Sam Jinks: Hope in the Wilderness will be on view until Saturday 11 March 2023. Watch Jinks at work in this short film, Sam Jinks - Hyper Real, by Long Walk Films, youtube.com/watch?v=1UMTt-jIOWE&t=2s. Prepare to be inspired.
The work of Sam Jinks draws on our shared fascination with the human figure, a fascination that has long pervaded the history of Western sculpture. Constructed from silicone, resin and often using human hair, the viewer becomes suspended in an intense moment of intimacy with the work, a moment that cannot ordinarily be achieved amongst strangers. As we stare at the figures frozen in states of vulnerability be it babyhood, old age or quiet contemplation we glimpse our own vulnerabilities reflected back.
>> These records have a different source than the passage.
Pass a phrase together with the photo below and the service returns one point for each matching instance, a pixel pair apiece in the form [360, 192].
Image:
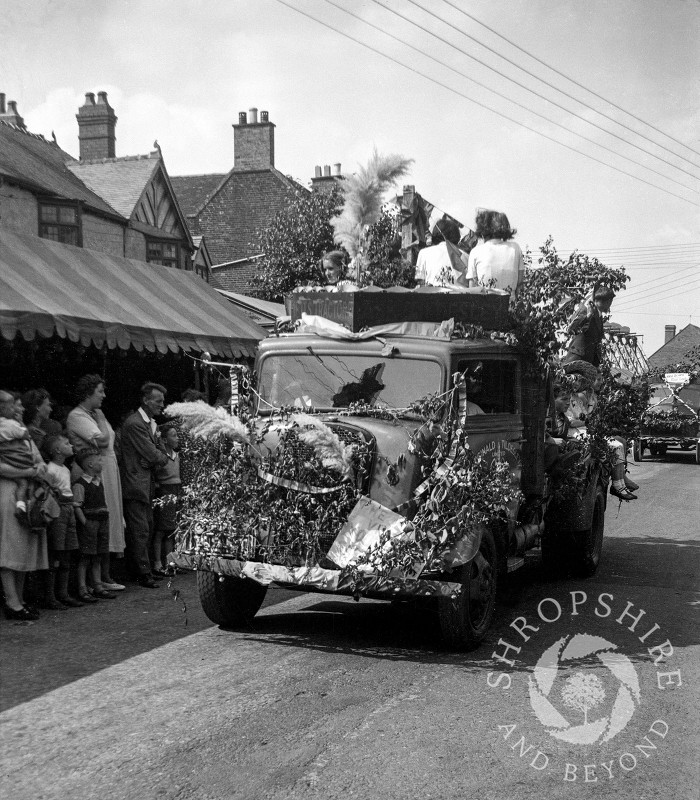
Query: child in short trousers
[62, 534]
[93, 525]
[169, 487]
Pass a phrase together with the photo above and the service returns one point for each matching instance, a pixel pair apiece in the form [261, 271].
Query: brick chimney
[96, 123]
[9, 113]
[323, 178]
[253, 141]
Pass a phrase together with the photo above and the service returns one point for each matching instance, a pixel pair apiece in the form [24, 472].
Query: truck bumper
[317, 579]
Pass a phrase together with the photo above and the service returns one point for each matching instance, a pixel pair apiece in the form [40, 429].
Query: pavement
[324, 697]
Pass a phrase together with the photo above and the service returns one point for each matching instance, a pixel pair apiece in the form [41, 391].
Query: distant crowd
[76, 497]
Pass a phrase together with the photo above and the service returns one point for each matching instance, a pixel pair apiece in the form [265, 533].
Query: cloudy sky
[491, 127]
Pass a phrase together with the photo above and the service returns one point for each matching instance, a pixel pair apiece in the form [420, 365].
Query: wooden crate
[357, 310]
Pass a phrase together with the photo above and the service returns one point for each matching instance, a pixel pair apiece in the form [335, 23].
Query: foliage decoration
[294, 242]
[363, 196]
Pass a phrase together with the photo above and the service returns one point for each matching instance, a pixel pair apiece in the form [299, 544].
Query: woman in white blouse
[87, 426]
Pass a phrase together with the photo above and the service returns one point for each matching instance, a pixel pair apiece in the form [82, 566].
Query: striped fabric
[94, 298]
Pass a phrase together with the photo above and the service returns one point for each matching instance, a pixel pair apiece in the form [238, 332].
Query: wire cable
[585, 88]
[483, 105]
[522, 85]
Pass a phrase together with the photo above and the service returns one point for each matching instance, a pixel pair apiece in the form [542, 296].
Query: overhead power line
[661, 295]
[524, 86]
[585, 88]
[480, 104]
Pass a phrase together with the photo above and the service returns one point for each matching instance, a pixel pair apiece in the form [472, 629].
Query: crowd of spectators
[78, 499]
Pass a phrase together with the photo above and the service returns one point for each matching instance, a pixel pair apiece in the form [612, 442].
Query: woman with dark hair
[498, 261]
[443, 263]
[37, 410]
[87, 427]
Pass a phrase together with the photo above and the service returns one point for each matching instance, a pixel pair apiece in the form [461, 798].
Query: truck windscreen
[325, 381]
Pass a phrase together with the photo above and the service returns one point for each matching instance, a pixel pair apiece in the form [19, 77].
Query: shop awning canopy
[49, 288]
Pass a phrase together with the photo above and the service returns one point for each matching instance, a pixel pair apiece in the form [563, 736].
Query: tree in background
[294, 242]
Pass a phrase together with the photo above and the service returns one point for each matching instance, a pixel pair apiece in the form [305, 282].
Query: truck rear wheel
[587, 546]
[465, 620]
[231, 602]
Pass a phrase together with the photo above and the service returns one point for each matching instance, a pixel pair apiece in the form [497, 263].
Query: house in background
[123, 206]
[675, 346]
[231, 210]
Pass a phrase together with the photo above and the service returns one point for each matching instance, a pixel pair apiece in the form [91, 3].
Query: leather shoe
[23, 615]
[622, 495]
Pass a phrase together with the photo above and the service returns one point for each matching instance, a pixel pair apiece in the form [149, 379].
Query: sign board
[677, 378]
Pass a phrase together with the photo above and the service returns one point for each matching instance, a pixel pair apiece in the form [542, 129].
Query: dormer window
[60, 222]
[164, 253]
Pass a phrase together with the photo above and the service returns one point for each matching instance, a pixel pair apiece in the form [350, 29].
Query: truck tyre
[231, 602]
[587, 546]
[465, 620]
[638, 450]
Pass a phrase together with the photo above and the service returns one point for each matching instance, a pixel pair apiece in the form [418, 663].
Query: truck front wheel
[587, 546]
[465, 619]
[227, 601]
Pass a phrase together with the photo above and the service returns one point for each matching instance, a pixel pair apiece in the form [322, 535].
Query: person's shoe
[70, 602]
[103, 594]
[112, 586]
[23, 615]
[54, 605]
[622, 494]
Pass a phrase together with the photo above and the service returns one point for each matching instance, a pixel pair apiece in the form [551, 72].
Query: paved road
[325, 698]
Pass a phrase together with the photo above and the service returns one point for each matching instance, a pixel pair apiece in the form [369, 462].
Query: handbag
[42, 508]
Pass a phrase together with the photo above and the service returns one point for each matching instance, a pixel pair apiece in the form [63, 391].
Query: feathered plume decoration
[327, 445]
[364, 194]
[205, 422]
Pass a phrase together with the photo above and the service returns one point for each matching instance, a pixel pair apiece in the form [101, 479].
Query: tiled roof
[673, 351]
[241, 207]
[236, 278]
[32, 161]
[120, 181]
[193, 190]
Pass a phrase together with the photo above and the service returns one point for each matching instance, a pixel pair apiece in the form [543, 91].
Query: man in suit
[140, 454]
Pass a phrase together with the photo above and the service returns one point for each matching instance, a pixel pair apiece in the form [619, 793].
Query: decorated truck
[401, 459]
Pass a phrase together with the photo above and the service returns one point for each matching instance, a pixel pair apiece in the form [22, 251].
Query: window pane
[49, 232]
[491, 385]
[335, 380]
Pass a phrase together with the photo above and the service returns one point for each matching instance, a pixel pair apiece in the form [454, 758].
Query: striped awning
[48, 288]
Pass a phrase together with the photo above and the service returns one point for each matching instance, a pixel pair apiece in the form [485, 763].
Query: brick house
[675, 346]
[122, 206]
[230, 210]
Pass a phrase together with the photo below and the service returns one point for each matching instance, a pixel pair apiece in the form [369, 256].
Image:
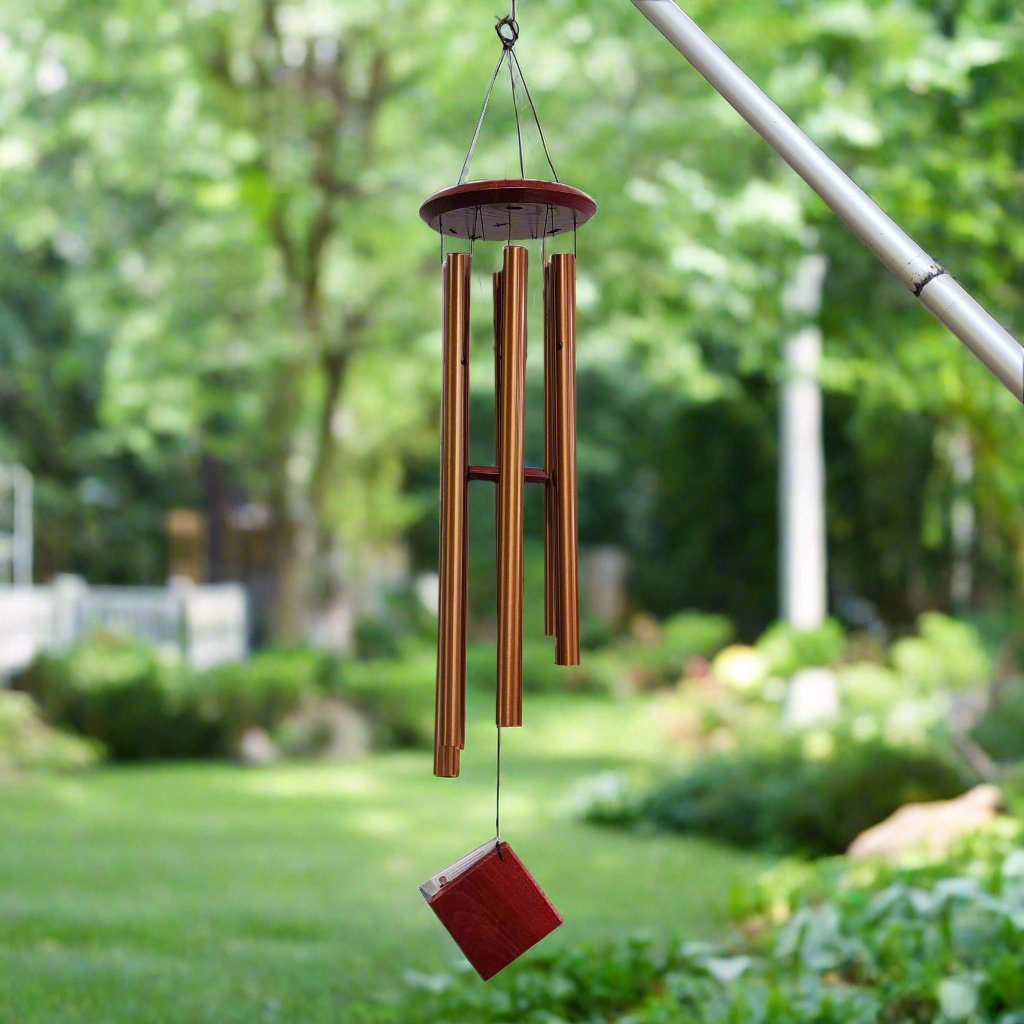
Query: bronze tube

Jinks' work can be found in various public collections including the La Trobe University Collection, Melbourne, Victoria; Royal Melbourne Institute of Technology Collection, Melbourne; McClelland Gallery + Sculpture Park, Victoria; Shepparton Art Museum, Victoria; the Koc Family Collection, Istanbul, Turkey; the Kiran Nader Museum of Art, Dehli, India and the Museo Escultura Figurativa Internacional Contemporaenea (MEFIC), Portugal. Jinks has exhibited in a number of national and international exhibitions and events, including Art Stage Jakarta (2016); ART021 Shanghai (2015); Art Basel Hong Kong (2015); True to Life, Landesmuseum, Hannover, Germany (2015); All (Is) Vanity, Seoul Museum, Korea (2015); 21st Century Hyperrealism - Breathing, Daejeon Museum of Art, Korea (2015); Personal Structures: Time, Space, Existence a collateral event of the 55th Venice Biennale (2013); Art Stage Singapore (2013); Animal/Human, the University of Queensland Art Museum (2012); and the survey exhibition Sam Jinks: Body in Time, Shepparton Art Museum, Victoria (2012).